When they invade the imagination, monsters can become a source of great fear. But the opposite is true for Brynn Keevil ’23.
In Clark’s Craft Studio, Keevil molds clay into ceramic gargoyle heads with their fang-filled mouths agape — pieces of art that are both eerie and beautiful. Crafting them, Keevil says, is a way to help ease real-life anxieties, including the uneasiness of the unknown as commencement approaches and they prepare to transition into a new chapter of life. Shaping the gargoyles has become a passion project for Keevil with the dual benefit of calming their nerves and feeding their creative spirit.
“I think making physical monsters feels like a way to mitigate any other fear in my life,” says Keevil, a community, youth, and education studies major and studio art minor. “Each of these gargoyles is a different part of my identity that exists outside of me, which I then can see as beautiful and lovable.”
Keevil started regularly working with clay during their first year at Clark after stumbling upon the craft studio. Come junior year, Keevil was working in the studio about 15 hours per week.
“It felt like what I wanted to do all the time,” says Keevil.
Keevil starts by sculpting clay freely, with no specific plan or approach in mind. After creating the first gargoyle, Keevil immediately felt called to make more. Now, they have almost 15 in their collection. It takes two to 10 hours to sculpt each gargoyle, two hours to burnish, two hours to glaze, and then two or three days in the kiln.
“I love them unlike any other art I’ve ever created,” says Keevil. “They feel like children in a way that is incredibly bizarre to me. It feels like I am a vessel for the birth of this really cool being.”
The gargoyles can stand alone as décor, but Keevil also uses the monsters’ mouths as an unusual plant pot.
CYES courses taught Keevil the value of relationships and feeling connected to one’s work.
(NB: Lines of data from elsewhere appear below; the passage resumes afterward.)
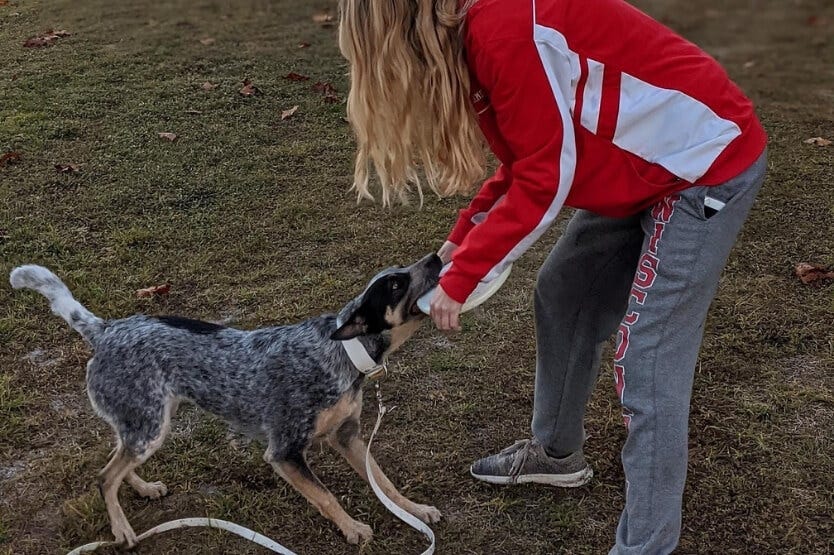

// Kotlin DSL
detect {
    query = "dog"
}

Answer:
[10,255,442,547]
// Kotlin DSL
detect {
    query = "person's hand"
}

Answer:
[437,241,458,264]
[430,285,463,331]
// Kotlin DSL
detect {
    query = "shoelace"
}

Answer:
[501,439,533,482]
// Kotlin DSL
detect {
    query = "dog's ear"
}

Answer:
[330,312,368,341]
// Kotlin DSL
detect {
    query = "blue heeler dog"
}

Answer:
[10,255,442,546]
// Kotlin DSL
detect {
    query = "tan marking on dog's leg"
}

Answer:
[125,398,174,499]
[331,435,442,524]
[385,318,423,356]
[270,461,373,544]
[127,470,168,499]
[99,449,140,547]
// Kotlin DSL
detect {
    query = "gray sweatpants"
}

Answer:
[532,154,767,555]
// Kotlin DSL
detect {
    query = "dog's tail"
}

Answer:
[9,265,106,347]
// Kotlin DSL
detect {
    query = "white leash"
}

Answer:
[67,382,435,555]
[365,382,436,555]
[67,517,296,555]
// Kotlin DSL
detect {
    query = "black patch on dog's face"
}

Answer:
[331,254,442,341]
[156,316,225,335]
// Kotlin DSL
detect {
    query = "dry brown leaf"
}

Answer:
[805,137,831,146]
[794,262,834,284]
[0,152,22,168]
[23,29,70,48]
[281,106,298,121]
[238,78,262,96]
[284,71,310,81]
[313,82,339,102]
[55,164,81,173]
[136,283,171,299]
[313,12,333,27]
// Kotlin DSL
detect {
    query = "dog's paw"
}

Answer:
[110,521,137,548]
[342,520,374,545]
[409,503,443,524]
[136,482,168,499]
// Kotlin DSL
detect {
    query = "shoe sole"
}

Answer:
[469,466,594,488]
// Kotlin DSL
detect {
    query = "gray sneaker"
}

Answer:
[469,439,594,488]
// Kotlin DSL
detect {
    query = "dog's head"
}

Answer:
[331,254,443,341]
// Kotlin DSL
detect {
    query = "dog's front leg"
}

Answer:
[330,420,443,524]
[264,451,373,544]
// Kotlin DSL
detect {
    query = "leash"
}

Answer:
[67,382,436,555]
[365,381,436,555]
[67,517,297,555]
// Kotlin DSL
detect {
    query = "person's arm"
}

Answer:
[446,164,510,245]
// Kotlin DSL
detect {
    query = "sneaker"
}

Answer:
[469,439,594,488]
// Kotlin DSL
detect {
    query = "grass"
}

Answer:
[0,0,834,554]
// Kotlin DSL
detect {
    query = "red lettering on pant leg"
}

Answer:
[631,287,646,304]
[614,312,640,362]
[652,195,681,223]
[649,222,666,254]
[634,252,660,289]
[614,364,625,403]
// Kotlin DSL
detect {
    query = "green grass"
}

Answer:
[0,0,834,554]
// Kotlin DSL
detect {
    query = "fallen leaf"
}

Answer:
[313,12,333,27]
[284,71,310,81]
[313,82,339,102]
[238,78,262,96]
[0,152,22,167]
[281,106,298,121]
[794,262,834,284]
[55,164,81,173]
[805,137,831,146]
[23,29,70,48]
[136,283,171,299]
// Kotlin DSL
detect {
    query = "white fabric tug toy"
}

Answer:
[417,262,513,314]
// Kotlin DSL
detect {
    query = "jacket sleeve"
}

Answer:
[446,164,510,245]
[440,36,576,303]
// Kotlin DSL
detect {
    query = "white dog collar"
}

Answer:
[336,319,388,380]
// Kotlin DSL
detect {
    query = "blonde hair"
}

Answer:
[339,0,486,205]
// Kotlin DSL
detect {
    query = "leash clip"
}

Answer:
[363,359,388,382]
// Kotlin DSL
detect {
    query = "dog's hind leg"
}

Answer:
[99,443,141,547]
[99,401,173,547]
[329,422,442,524]
[264,449,373,544]
[126,399,179,499]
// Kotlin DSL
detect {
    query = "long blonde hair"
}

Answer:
[339,0,486,205]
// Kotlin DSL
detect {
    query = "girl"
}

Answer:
[339,0,766,554]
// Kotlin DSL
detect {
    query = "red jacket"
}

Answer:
[440,0,767,302]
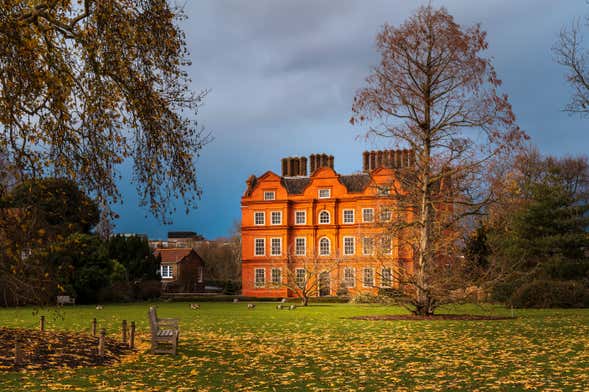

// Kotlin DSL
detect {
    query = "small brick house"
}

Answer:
[154,248,205,293]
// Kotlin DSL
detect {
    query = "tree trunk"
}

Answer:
[301,295,309,306]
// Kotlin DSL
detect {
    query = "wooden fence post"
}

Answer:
[129,321,135,348]
[121,320,127,344]
[14,336,23,366]
[98,328,106,357]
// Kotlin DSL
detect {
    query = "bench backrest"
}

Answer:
[148,306,158,336]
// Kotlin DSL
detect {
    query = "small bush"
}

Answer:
[509,280,589,308]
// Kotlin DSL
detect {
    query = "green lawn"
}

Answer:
[0,303,589,391]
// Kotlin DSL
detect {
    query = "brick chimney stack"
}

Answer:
[362,149,415,172]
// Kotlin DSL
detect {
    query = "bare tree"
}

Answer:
[552,10,589,116]
[351,6,525,315]
[268,249,341,306]
[0,0,209,221]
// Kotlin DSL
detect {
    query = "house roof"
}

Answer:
[339,173,372,193]
[154,248,196,263]
[282,177,311,195]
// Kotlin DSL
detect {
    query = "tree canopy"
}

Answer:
[351,6,525,314]
[0,0,209,220]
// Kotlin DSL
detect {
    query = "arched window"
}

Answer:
[319,237,331,256]
[319,210,331,224]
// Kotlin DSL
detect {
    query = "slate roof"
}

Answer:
[154,248,192,263]
[282,173,371,195]
[339,173,371,193]
[282,177,311,195]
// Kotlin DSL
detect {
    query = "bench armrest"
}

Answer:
[157,318,180,327]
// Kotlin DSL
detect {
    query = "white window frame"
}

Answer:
[319,237,331,256]
[295,237,307,256]
[380,235,393,255]
[270,237,282,256]
[379,207,393,222]
[254,238,266,256]
[362,208,374,223]
[270,267,282,286]
[362,267,374,288]
[295,210,307,225]
[270,211,282,226]
[380,267,393,288]
[342,236,356,256]
[318,210,331,225]
[254,211,266,226]
[342,208,356,225]
[254,268,266,289]
[264,191,276,200]
[362,237,374,256]
[295,268,307,288]
[343,267,356,288]
[160,264,174,279]
[317,188,331,199]
[197,265,204,283]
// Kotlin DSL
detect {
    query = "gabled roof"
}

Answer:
[282,177,311,195]
[154,248,196,263]
[339,173,372,193]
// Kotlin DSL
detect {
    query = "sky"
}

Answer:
[113,0,589,239]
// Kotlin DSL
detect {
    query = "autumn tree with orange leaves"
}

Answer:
[0,0,209,225]
[351,6,526,315]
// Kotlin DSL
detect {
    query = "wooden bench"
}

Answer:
[276,303,297,310]
[56,295,76,306]
[148,306,180,355]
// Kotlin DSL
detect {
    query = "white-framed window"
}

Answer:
[380,268,393,287]
[380,235,393,255]
[254,238,266,256]
[295,210,307,225]
[270,238,282,256]
[254,268,266,288]
[270,268,282,286]
[270,211,282,225]
[362,208,374,222]
[160,264,174,279]
[380,207,393,222]
[319,237,331,256]
[197,266,204,283]
[343,267,356,287]
[362,237,374,255]
[344,237,356,256]
[264,191,276,200]
[362,268,374,287]
[295,268,307,288]
[377,185,391,196]
[295,237,307,256]
[343,210,354,223]
[254,211,266,226]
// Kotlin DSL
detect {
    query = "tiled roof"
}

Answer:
[154,248,193,263]
[282,177,311,195]
[282,173,371,195]
[339,173,371,193]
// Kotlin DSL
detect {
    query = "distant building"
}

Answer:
[149,231,205,249]
[241,150,414,297]
[154,248,205,293]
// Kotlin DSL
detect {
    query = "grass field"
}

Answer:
[0,303,589,391]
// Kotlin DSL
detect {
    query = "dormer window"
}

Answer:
[264,191,276,200]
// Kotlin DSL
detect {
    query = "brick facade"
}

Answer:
[241,150,412,297]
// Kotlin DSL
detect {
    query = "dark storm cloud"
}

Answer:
[112,0,589,237]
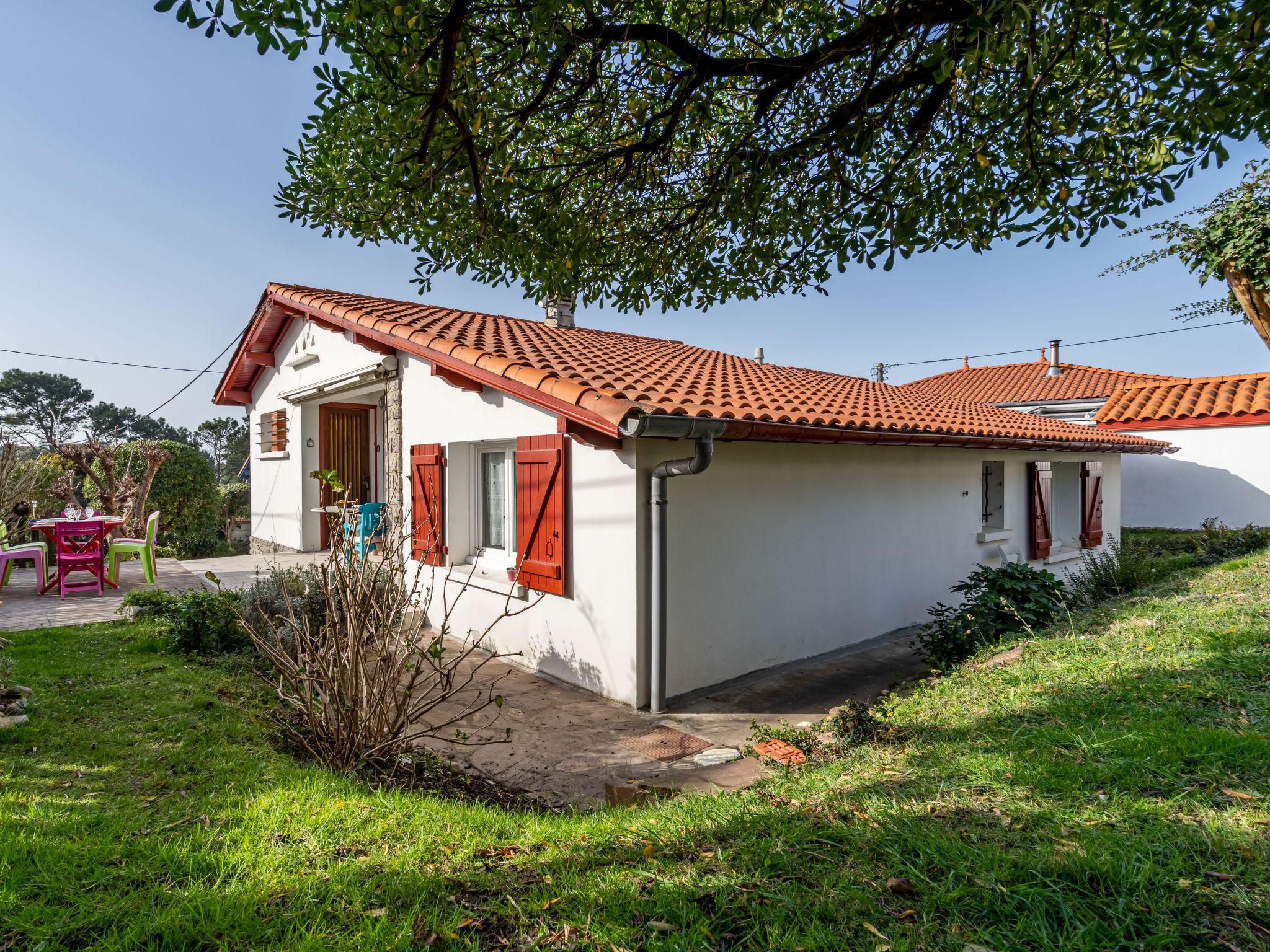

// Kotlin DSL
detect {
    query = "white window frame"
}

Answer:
[1049,459,1081,561]
[977,459,1011,542]
[466,439,515,569]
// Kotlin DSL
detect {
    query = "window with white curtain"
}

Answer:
[469,443,515,567]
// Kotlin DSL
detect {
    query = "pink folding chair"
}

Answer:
[0,546,48,593]
[58,505,102,519]
[53,519,105,602]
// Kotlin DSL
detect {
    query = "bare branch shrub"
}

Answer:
[241,508,541,769]
[0,441,58,529]
[53,435,171,536]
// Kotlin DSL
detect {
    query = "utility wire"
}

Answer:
[0,346,228,374]
[885,317,1246,381]
[142,332,242,419]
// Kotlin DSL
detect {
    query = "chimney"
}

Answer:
[1046,340,1063,377]
[538,294,577,330]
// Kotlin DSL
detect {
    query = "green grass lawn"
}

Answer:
[0,556,1270,952]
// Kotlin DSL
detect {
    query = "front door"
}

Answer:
[320,403,378,549]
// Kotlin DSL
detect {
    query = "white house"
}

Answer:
[216,284,1167,710]
[1095,372,1270,528]
[903,340,1270,529]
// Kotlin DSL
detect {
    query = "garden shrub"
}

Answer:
[120,586,177,618]
[1196,518,1270,565]
[85,439,221,558]
[1068,534,1172,606]
[240,565,339,642]
[123,588,252,655]
[1120,528,1199,557]
[917,562,1067,668]
[743,699,892,760]
[166,589,252,655]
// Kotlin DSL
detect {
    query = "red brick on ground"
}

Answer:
[755,740,806,767]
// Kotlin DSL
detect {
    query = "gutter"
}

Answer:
[617,414,726,713]
[697,418,1175,453]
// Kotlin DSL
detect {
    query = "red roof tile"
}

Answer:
[216,284,1167,453]
[1093,372,1270,424]
[902,355,1173,403]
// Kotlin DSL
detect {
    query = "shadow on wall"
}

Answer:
[526,626,605,694]
[1120,457,1270,529]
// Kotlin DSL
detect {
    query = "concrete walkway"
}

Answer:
[424,630,926,808]
[182,552,330,589]
[0,552,326,631]
[0,552,925,808]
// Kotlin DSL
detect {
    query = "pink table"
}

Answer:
[28,515,123,596]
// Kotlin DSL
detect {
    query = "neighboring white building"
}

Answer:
[216,284,1167,710]
[1095,373,1270,529]
[902,340,1270,529]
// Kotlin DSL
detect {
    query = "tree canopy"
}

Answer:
[156,0,1270,310]
[1104,162,1270,345]
[194,416,250,482]
[0,367,93,447]
[87,401,193,446]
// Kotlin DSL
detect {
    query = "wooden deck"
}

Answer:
[0,552,329,631]
[0,558,206,631]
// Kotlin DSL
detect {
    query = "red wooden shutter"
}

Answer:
[1028,462,1054,558]
[1081,464,1103,549]
[260,410,287,453]
[515,433,569,596]
[411,443,446,565]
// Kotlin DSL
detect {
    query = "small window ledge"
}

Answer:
[445,565,530,601]
[1046,549,1085,565]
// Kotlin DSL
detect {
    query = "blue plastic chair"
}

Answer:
[344,503,383,558]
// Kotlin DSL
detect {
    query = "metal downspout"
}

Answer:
[619,415,724,713]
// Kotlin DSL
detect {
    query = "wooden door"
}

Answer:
[321,403,376,549]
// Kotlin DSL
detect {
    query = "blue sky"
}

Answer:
[0,0,1270,425]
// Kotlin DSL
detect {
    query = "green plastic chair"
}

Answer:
[105,511,159,585]
[0,519,48,560]
[0,519,50,589]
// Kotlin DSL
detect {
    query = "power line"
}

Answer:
[0,346,229,374]
[880,317,1246,381]
[142,332,242,419]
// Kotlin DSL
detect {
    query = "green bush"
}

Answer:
[1120,528,1199,556]
[120,586,177,618]
[167,589,252,655]
[1068,534,1166,606]
[239,565,338,642]
[917,562,1067,668]
[123,588,252,655]
[86,439,221,558]
[1196,518,1270,565]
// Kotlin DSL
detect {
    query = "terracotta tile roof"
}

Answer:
[217,284,1167,452]
[902,354,1173,403]
[1093,371,1270,424]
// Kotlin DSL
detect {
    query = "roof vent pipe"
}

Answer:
[538,294,578,330]
[1046,340,1063,377]
[618,414,726,713]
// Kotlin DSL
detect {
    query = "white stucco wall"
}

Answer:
[249,319,383,552]
[639,441,1120,700]
[400,354,636,703]
[1122,424,1270,529]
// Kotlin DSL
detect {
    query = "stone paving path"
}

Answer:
[0,552,326,631]
[425,630,925,808]
[0,543,922,808]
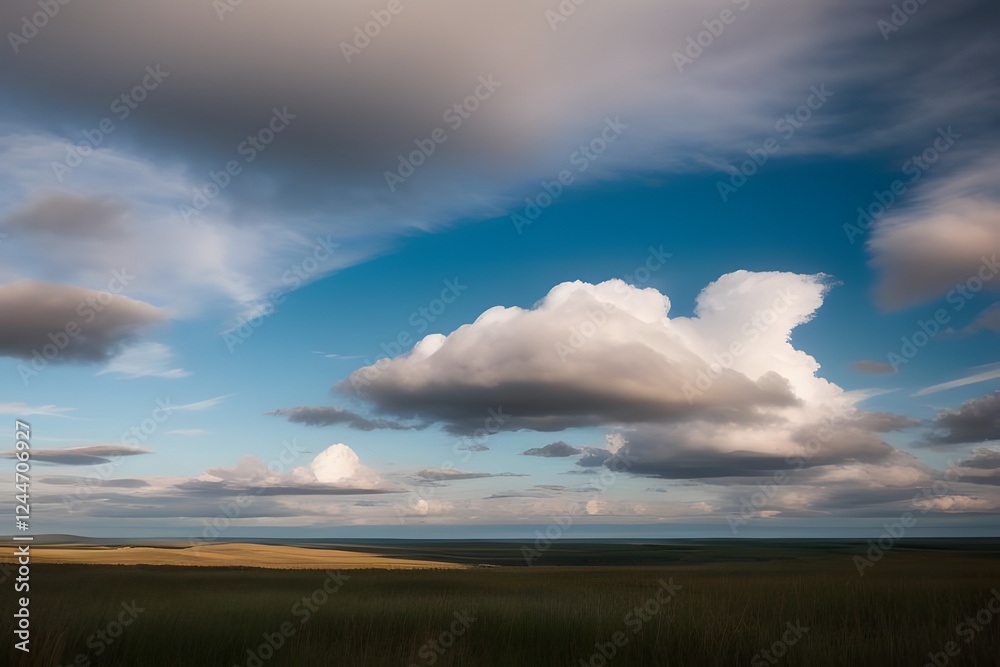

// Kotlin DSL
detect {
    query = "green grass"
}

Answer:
[0,549,1000,667]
It’s the same way they approach art.
“Connecting deeply to land is a huge part of why I love ceramics,” says Keevil, who enjoys scavenging clay from a river to create mugs or sculptures.
After graduation, Keevil will work at a pollinator plant nursery in Western Massachusetts this summer in exchange for housing. The property has a barn that they plan to transform into a pottery studio. After the summer, Keevil hopes to find a ceramics apprenticeship.
“I’m completely self-taught, so my technique could use some work,” says Keevil. “I finally feel like I’m learning how to execute things as I imagine them. It’s taken at least two years to get to a point where I feel excited about what’s coming out of my hands.”
Keevil would love to make and sell ceramics full-time but would also consider a career as an art teacher. Eventually, they want to construct a full-size gargoyle, using wild clay, sticks, and branches to build the creature on a riverbank. Keevil will skip the kiln process and let the creation melt away in the rain.
“It gets me excited because earth and water are things I feel connected to,” says Keevil. “This is a way to be in relationship with them.”